Our party numbered from twenty to thirty ladies and gentlemen. Many were officers of the Camerons, and there were a few travellers who were staying in Peking. We went under the convoy of a member of the Legation staff. Most of us were in rickshas, a few in carriages, and some in a motor. Yes—a motor in Peking in 1908 ! There are, I think, two motors kept for hire by an enterprising foreigner. The new roads in the city and the Imperial Road to the Summer Palace make the use of the motor possible, but it is restricted to these. We entered the Imperial City by the gate on the western part of the southern wall, and our way took us along outside the wall of the Forbidden City for some distance. This inmost wall of all is of coarse red, and of con siderable height and thickness, with battlements and at intervals watch-towers. At each corner these have the appearance of pavilions, with beautiful roofs in several tiers and the Imperial yellow tiles, which are also used on the tops of the walls ; under the wall is a white fosse, or ditch, full of water. We then turned to the left ; and passing through a gate with sentries into a large open space, still outside the Forbidden City, we crossed this and went within the sacred precincts at a point between the palace building and Prospect (or Coal) Hill, which is an eminence on the north, with various yellow-tiled pavilions or temples, from which extensive views of the city may be obtained. To this hill, however, we were

not admitted. We now came to an inner gate, at which we dismounted from our various conveyances and gathered together, ready to be received by the high officials detailed by the Wai-wu-pu for that purpose. Soon they appeared from inside the gates, in full dress according to their rank ; and picturesque they looked, as they stood in this gateway in their many coloured robes, showing beautiful embroidery—to denote their rank—on their breasts and backs, their high satin boots, and plumed hats with the peacock-feather sticking out be hind.

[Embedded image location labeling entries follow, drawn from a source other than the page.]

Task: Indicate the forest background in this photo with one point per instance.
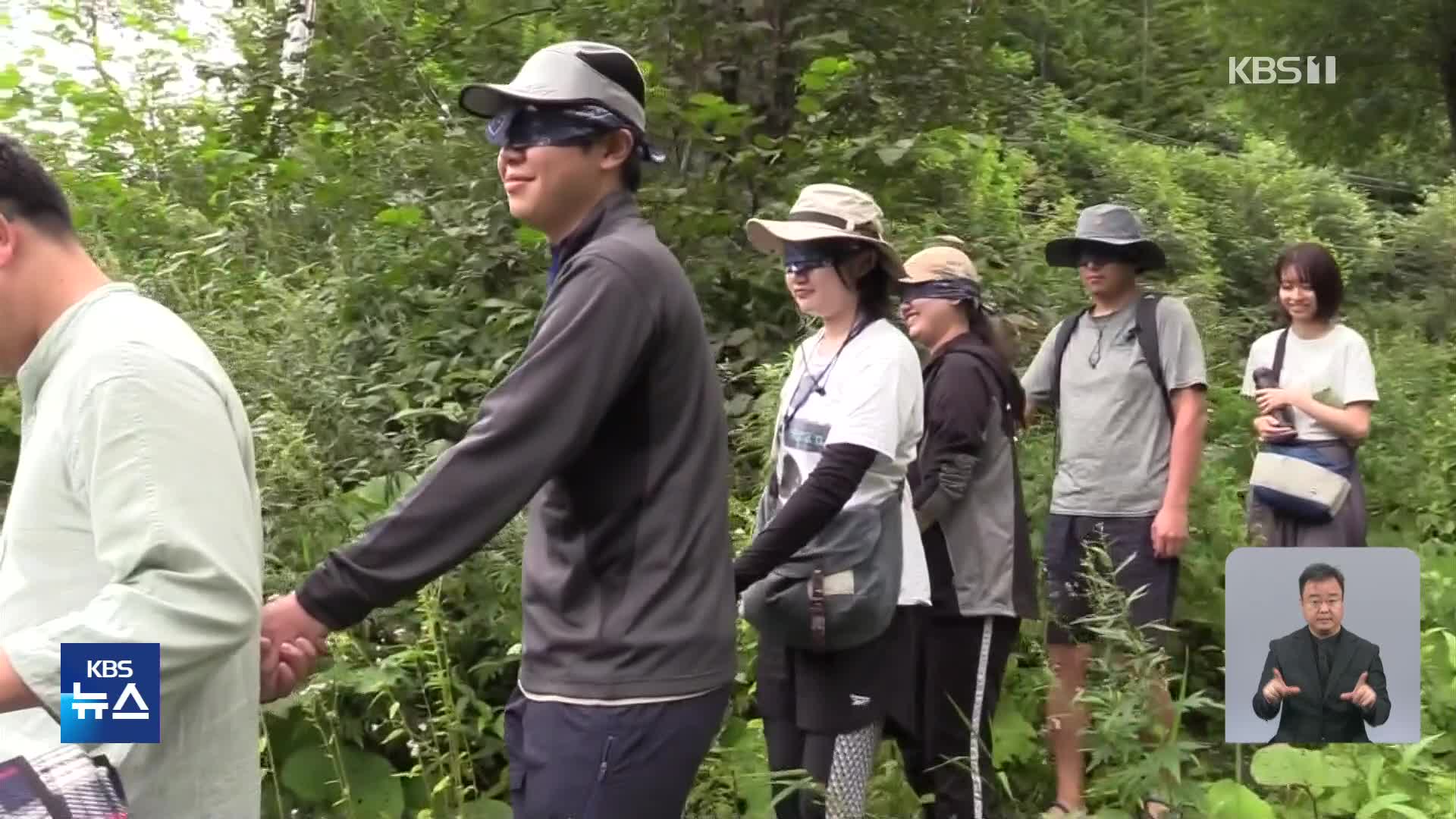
(303, 188)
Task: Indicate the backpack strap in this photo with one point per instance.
(1279, 353)
(1147, 324)
(1059, 349)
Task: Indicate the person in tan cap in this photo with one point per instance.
(973, 523)
(848, 426)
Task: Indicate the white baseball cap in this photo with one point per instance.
(574, 72)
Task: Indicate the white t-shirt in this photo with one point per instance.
(1334, 368)
(874, 398)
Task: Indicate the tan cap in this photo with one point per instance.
(940, 262)
(827, 212)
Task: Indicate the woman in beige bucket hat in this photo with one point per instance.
(848, 426)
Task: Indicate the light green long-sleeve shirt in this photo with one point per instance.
(134, 516)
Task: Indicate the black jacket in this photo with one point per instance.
(967, 485)
(612, 426)
(1318, 714)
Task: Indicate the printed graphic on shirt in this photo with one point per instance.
(805, 436)
(871, 397)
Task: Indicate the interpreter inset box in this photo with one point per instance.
(1323, 646)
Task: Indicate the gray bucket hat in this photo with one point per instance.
(571, 74)
(1110, 224)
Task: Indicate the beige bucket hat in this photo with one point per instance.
(827, 212)
(940, 262)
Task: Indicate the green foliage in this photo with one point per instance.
(340, 237)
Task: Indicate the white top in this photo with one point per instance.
(1334, 368)
(873, 398)
(134, 518)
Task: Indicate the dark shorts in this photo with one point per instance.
(1126, 537)
(607, 761)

They were quite in keeping with their setting ; and it was we prosaic-looking modern-clad foreigners who were the wrong note in the picture. After we had all been presented, they led the way within. The whole place, though showing signs of age, is in fairly good order. I was told much money has been spent on repairs since 19oo. The buildings are of the same form as the temples ; indeed it is hard to tell which is temple and which is audience-hall or residential building, though perhaps the wooden lattice-work windows are more in evidence at the latter, some of which have glass, but more often thin paper, inside the lattice-work. The woodwork is very good, and in many designs.

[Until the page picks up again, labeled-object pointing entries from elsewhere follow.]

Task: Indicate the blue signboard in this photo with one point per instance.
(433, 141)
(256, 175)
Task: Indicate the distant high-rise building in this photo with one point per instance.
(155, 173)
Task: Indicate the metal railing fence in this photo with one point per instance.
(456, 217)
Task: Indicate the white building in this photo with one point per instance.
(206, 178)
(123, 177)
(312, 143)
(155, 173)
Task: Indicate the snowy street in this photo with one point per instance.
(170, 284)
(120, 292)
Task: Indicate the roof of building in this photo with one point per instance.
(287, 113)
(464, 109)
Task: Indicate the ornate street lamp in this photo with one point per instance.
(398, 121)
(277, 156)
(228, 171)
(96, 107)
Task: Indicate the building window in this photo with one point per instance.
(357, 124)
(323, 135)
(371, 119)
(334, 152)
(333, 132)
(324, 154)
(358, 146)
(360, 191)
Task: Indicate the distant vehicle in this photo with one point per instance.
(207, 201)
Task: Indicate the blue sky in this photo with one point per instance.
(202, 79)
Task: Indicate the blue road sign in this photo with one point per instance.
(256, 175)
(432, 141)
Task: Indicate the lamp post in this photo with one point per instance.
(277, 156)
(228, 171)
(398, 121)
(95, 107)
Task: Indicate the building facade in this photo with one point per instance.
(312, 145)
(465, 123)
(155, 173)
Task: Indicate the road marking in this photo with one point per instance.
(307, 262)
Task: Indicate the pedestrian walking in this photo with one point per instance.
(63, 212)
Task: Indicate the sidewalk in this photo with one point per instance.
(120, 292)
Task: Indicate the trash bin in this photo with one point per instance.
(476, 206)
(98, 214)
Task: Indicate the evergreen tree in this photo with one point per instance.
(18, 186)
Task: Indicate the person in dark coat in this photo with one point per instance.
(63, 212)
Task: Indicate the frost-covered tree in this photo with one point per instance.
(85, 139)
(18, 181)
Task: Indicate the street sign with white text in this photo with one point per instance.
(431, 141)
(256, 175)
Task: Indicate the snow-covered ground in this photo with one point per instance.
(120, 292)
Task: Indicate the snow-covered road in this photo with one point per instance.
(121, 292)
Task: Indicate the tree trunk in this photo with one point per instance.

In Europe we think of a palace as a very large and extensive building, but it is not so in China. The Chinese palace consists of numerous groups of buildings, impressive rather from their designs and places than from the size. Another feature is the vastness of the courtyards in which they are placed.

As in Rome, St. Peter's always appeared to me to be most impressive and greatest when approached from the immense square in front, so do the Chinese palaces and temples gain in the same way.